Le gouvernement du Québec ne baisse pas la garde. Pour la deuxième fois en trois mois, le ministre des Affaires municipales, Sylvain Gaudreault, a téléphoné jeudi au maire de Montréal, Michael Applebaum, afin d'obtenir des explications sur l'administration de sa ville.

Le ministre a ainsi réagi aux révélations de La Presse selon lesquelles près du tiers des nominations de cadres dans la première moitié de 2012 s'est fait sans qu'il y ait d'appel de candidatures et que 80 % de ces dossiers ne sont pas conformes à la politique montréalaise de la main-d'oeuvre. Ce sont les «constats troublants» que fait la Commission de la fonction publique de Montréal dans son rapport annuel de 2012, qui sera déposé le mois prochain au conseil municipal.

Malgré lui, le ministre s'est retrouvé au centre de tirs croisés. D'un côté, il y a la dénonciation de la Commission et son souhait que son statut et ses pouvoirs soient explicitement inscrits dans la Charte de Montréal. De l'autre côté, la Ville croit pouvoir faire l'embauche de son personnel de façon intègre sans être surveillée par la Commission, surtout depuis que le processus d'embauche a été centralisé en 2011.

Sylvain Gaudreault a demandé au maire Michael Applebaum de lui faire parvenir un avis sur la question. Une fois qu'il aura le portrait d'ensemble, le ministre entend trancher.

«Je ne suis pas en train de chaperonner Montréal. Mais je pense qu'il y a actuellement une demande sociale pour que l'on suive les choses de près. C'est ma responsabilité comme ministre de le faire», a déclaré M. Gaudreault lors d'un entretien avec La Presse.

Quant à savoir si Montréal lui donne du fil à retordre, M. Gaudreault a laissé tomber un petit rire avant de souligner que «ça ne prend pas de temps pour être rappelé». «On s'adapte aux circonstances. À Laval, on a désigné deux vérificateurs. À Montréal, on a collaboré pour la mise en place du comité [de révision de l'attribution des contrats] présidé par Jacques Léonard», a rappelé M. Gaudreault.

Le ministre s'est entretenu avec le maire Applebaum quelques minutes avant la tenue d'une conférence de presse convoquée par le directeur général de la Ville, Guy Hébert. D'entrée de jeu, ce dernier s'est dit «franchement estomaqué» par les conclusions du rapport de la Commission.
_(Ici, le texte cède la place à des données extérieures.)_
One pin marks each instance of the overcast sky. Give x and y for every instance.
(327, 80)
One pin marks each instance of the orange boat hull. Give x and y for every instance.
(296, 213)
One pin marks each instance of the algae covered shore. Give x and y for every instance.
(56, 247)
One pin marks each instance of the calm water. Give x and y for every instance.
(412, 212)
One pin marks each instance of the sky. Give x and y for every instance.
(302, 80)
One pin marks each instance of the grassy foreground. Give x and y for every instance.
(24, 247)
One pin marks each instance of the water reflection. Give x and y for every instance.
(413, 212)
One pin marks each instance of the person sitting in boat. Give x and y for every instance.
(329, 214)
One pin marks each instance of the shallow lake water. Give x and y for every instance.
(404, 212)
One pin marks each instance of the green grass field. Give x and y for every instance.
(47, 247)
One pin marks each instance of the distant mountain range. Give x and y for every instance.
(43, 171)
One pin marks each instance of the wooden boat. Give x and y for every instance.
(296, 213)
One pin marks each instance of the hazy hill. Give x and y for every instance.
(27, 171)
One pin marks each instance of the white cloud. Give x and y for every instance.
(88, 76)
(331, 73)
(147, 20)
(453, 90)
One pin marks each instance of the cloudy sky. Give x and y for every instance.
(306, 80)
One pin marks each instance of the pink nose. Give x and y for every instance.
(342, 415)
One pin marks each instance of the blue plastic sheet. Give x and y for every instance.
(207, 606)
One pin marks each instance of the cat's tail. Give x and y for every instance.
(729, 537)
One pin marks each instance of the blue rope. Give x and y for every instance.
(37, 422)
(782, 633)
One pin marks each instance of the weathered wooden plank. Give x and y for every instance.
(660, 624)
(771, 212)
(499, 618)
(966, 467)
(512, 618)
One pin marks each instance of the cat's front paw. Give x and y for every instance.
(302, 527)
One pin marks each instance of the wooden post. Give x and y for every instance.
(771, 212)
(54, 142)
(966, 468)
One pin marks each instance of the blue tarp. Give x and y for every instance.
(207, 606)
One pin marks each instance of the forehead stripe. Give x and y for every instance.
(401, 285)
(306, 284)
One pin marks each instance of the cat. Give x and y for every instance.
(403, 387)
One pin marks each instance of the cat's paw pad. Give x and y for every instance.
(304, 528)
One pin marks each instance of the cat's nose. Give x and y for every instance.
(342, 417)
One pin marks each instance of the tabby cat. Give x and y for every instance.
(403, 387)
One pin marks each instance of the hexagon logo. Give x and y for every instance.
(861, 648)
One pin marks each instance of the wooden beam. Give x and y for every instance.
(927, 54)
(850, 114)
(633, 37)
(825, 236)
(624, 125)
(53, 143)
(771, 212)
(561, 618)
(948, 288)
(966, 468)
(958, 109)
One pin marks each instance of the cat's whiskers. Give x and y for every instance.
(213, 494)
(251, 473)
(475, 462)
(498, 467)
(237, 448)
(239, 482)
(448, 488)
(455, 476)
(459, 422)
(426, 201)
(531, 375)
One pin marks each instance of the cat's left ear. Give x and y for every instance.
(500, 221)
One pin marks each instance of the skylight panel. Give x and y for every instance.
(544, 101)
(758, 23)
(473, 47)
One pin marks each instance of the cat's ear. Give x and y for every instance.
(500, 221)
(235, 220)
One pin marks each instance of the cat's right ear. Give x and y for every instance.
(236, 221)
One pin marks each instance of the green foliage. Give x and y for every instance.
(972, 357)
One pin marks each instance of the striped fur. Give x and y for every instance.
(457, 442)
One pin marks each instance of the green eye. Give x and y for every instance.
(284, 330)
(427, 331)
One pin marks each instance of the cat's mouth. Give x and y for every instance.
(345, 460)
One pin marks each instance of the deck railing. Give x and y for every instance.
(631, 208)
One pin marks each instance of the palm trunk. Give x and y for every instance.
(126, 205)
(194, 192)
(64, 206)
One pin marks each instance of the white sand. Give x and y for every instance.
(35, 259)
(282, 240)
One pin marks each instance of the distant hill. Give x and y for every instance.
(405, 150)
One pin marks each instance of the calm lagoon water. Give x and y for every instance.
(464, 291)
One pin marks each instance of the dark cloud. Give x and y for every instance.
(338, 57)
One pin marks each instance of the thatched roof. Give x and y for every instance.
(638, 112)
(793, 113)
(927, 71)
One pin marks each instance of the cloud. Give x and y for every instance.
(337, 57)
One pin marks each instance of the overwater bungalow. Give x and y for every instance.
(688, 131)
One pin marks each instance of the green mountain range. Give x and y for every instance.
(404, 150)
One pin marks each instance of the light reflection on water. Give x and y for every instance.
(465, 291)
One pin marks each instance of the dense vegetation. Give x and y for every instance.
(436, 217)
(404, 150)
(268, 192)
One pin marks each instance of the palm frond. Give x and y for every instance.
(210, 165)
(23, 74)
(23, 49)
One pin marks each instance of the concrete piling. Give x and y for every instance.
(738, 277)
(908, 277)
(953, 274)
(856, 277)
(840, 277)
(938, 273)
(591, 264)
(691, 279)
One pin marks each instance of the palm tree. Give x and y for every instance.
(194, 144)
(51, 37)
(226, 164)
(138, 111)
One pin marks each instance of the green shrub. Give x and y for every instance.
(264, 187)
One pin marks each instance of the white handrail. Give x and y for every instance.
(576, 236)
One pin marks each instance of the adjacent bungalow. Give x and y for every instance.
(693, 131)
C'est, selon lui, une «pseudo-crise» remplie de «demi-vérités».

«Je veux être clair: l'arbitraire, le copinage administratif et le favoritisme n'ont pas leur place à la Ville de Montréal», a soutenu M.Hébert qui a dit se sentir attaqué. Il a donné l'assurance qu'il n'avait jamais répondu à une demande politique.

La chef de l'opposition officielle, Louise Harel, a déjà annoncé que son parti, Vision Montréal, déposera une motion au conseil municipal afin que soient consolidés le statut et les pouvoirs de la Commission de la fonction publique. «La Commission doit avoir les moyens de ses mandats pour garantir qu'il n'y a pas d'arbitraire dans l'embauche, notamment des cadres», a dit MmeHarel.

Le chef de Projet Montréal, Richard Bergeron, a demandé au gouvernement de clarifier la situation, et a lui-même refusé de prendre parti.